A NFP thrift-store shopkeeper writes: 
Needing some advice on processing donations. Our hospital thrift shop has a lovely, good-sized, well-lit store. BUT … the area to process donations is very small and piles up quickly with, on late Saturdays, yard sale castoffs and sometimes very heavy items. We’re all volunteers, nearly all women, and nearly all in our 60s to 90s!!! How do you manage your piles, in other words?????
Let’s go with the piles metaphor: Applying some Preparation H should do the trick!
First off: Have your H ready-to-go. Depending on how you manage your price tags, HANDY could help move salable goods from piles to perfection. Pre-prepared tags, stored next to where your piles accumulate, could cut tagging and decision-making down to seconds. Whether you store pre-printed price tickets in manila envelopes push-pinned to a corkboard, or have shoeboxes full of $5, $7, $10 tags, just having them to choose from means that bundle of jeans can be dealt with immediately… before they get buried beneath another pile of incoming.
Another H to hep move mounds to desirable merchandise: Think HYGIENIC.. as in cleaning things up so they are sales floor-ready. While I am not always a fan of pre-dampened cleaning wipes, these may be called for in a pile situation: Wiping down those florist vases with glass-cleaner wipes, or wooden goods with a polish wipe, could quickly diminish the incoming catastrophe. On Monday, these lick-and-a-promise goods can be more carefully groomed on the ales floor as volunteers chat, straighten, and cashier.

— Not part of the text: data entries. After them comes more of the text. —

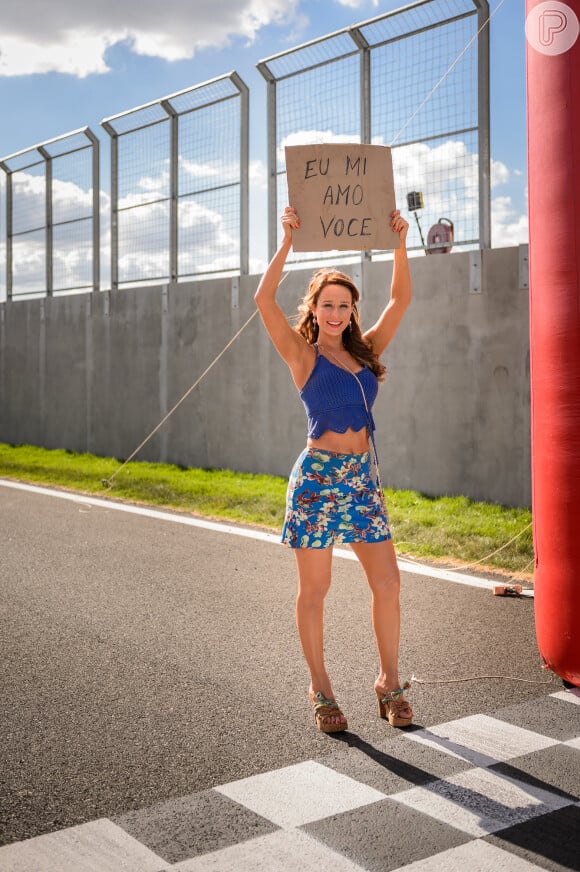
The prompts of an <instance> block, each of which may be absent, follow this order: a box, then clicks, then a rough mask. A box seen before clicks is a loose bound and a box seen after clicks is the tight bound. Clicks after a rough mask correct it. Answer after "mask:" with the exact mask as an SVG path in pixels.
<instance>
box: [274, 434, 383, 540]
mask: <svg viewBox="0 0 580 872" xmlns="http://www.w3.org/2000/svg"><path fill="white" fill-rule="evenodd" d="M390 538H391V531H390V529H389V518H388V515H387V511H386V508H385V502H384V497H383V494H382V492H381V490H380V488H379V486H378V482H377V474H376V469H375V464H374V458H373V457H372V454H371V452H370V451H366V452H365V453H364V454H337V453H335V452H333V451H323V450H321V449H320V448H305V449H304V451H303V452H302V453H301V454H300V456H299V457H298V460H297V461H296V463H295V464H294V468H293V470H292V472H291V474H290V480H289V482H288V490H287V493H286V517H285V519H284V527H283V530H282V542H283V543H284V544H285V545H289V546H290V548H330V547H331V546H332V545H338V544H346V543H349V542H381V541H383V540H385V539H390Z"/></svg>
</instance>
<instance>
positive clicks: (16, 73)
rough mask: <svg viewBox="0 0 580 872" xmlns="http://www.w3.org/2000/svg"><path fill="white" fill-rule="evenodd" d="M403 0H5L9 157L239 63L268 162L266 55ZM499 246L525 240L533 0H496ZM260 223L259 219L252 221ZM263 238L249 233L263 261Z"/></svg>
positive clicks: (4, 110) (492, 131)
mask: <svg viewBox="0 0 580 872" xmlns="http://www.w3.org/2000/svg"><path fill="white" fill-rule="evenodd" d="M402 5H404V4H403V3H402V2H393V0H211V2H207V3H206V2H203V3H202V2H199V0H197V2H196V0H193V2H192V0H164V2H163V3H159V2H158V0H140V2H139V3H136V2H135V0H101V2H100V3H98V4H93V3H84V2H82V0H81V2H79V0H51V2H50V3H47V2H46V0H27V2H26V3H21V2H20V0H4V3H3V5H2V29H1V31H0V105H1V107H2V114H1V122H0V123H1V127H0V156H5V155H8V154H11V153H13V152H15V151H18V150H21V149H25V148H27V147H30V146H32V145H35V144H36V143H39V142H41V141H43V140H46V139H50V138H52V137H55V136H59V135H61V134H63V133H67V132H68V131H70V130H73V129H76V128H78V127H82V126H84V125H89V126H90V127H91V128H92V129H93V130H94V131H95V133H97V134H99V135H100V136H101V138H102V140H103V142H104V144H105V147H107V146H108V138H107V137H106V135H105V134H104V132H102V131H101V128H100V126H99V122H100V121H101V120H102V119H103V118H104V117H106V116H109V115H113V114H116V113H118V112H122V111H124V110H126V109H130V108H132V107H135V106H138V105H140V104H143V103H147V102H149V101H152V100H155V99H158V98H160V97H163V96H165V95H167V94H170V93H173V92H175V91H179V90H181V89H184V88H187V87H189V86H192V85H196V84H199V83H201V82H204V81H207V80H208V79H211V78H213V77H215V76H219V75H222V74H224V73H227V72H229V71H230V70H233V69H235V70H236V71H237V72H238V73H239V74H240V76H241V77H242V79H243V80H244V81H245V82H246V84H247V85H248V86H249V88H250V92H251V134H250V135H251V143H250V154H251V159H252V161H255V162H256V163H259V162H263V161H264V160H265V145H266V130H265V96H266V87H265V83H264V80H263V79H262V77H261V76H260V74H259V73H258V72H257V70H256V66H255V65H256V63H257V62H258V61H259V60H261V59H262V58H265V57H268V56H270V55H272V54H275V53H277V52H280V51H283V50H285V49H287V48H291V47H293V46H296V45H299V44H301V43H303V42H306V41H308V40H311V39H314V38H316V37H318V36H323V35H325V34H328V33H330V32H332V31H334V30H338V29H340V28H343V27H346V26H348V25H350V24H354V23H358V22H361V21H364V20H365V19H368V18H371V17H374V16H376V15H380V14H381V13H384V12H388V11H391V10H393V9H397V8H399V7H400V6H402ZM490 9H491V12H492V13H493V12H494V11H495V10H496V9H497V14H496V15H495V16H494V17H493V19H492V22H491V52H492V55H491V62H492V73H491V125H492V126H491V131H492V136H491V156H492V160H493V161H494V162H497V165H498V166H501V170H502V172H501V173H500V176H501V184H498V185H496V186H495V187H494V189H493V191H492V198H493V200H494V210H493V211H494V214H495V230H494V238H493V244H494V245H505V244H516V243H518V242H524V241H526V239H527V217H526V188H527V168H526V117H525V34H524V18H525V0H503V2H502V0H492V2H490ZM252 223H254V219H252ZM264 245H265V235H264V234H263V233H262V232H261V231H257V230H255V229H254V230H253V231H252V232H251V255H252V258H253V262H254V263H256V264H257V263H259V261H260V259H261V258H263V257H264V256H265V250H264Z"/></svg>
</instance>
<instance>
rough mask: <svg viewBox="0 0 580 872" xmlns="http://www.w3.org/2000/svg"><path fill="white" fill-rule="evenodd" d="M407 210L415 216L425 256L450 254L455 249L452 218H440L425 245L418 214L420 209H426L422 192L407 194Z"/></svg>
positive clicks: (416, 192)
mask: <svg viewBox="0 0 580 872" xmlns="http://www.w3.org/2000/svg"><path fill="white" fill-rule="evenodd" d="M407 208H408V209H409V211H410V212H412V213H413V214H414V216H415V221H416V222H417V227H418V229H419V236H420V237H421V245H422V246H423V248H424V250H425V254H448V253H449V252H450V251H451V249H452V247H453V221H451V219H450V218H438V219H437V224H434V225H433V226H432V227H431V228H429V232H428V234H427V245H425V239H424V237H423V230H422V229H421V222H420V221H419V215H418V214H417V213H418V212H419V210H420V209H423V208H424V203H423V192H422V191H410V192H409V193H408V194H407Z"/></svg>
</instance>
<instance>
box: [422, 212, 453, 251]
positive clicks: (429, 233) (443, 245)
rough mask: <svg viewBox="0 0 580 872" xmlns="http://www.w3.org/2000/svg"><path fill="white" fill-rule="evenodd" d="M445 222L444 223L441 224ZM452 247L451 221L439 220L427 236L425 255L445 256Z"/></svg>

Then there’s the HORROR aspect of Preparation H: Things that should never have been donated to your cause to start with. You know what I’m talking about: the soiled undergarments, broken figurines, singleton dinner plates. Be relentless in trashing these… don’t be tempted to put these items aside “to deal with later.” As anyone in the resale industry knows, later never comes. Spend your, and your volunteers’, time on what will raise funds, not sap energy. Sure, maybe that dinner plate will sell for a dime, but is it worth the work and floor space?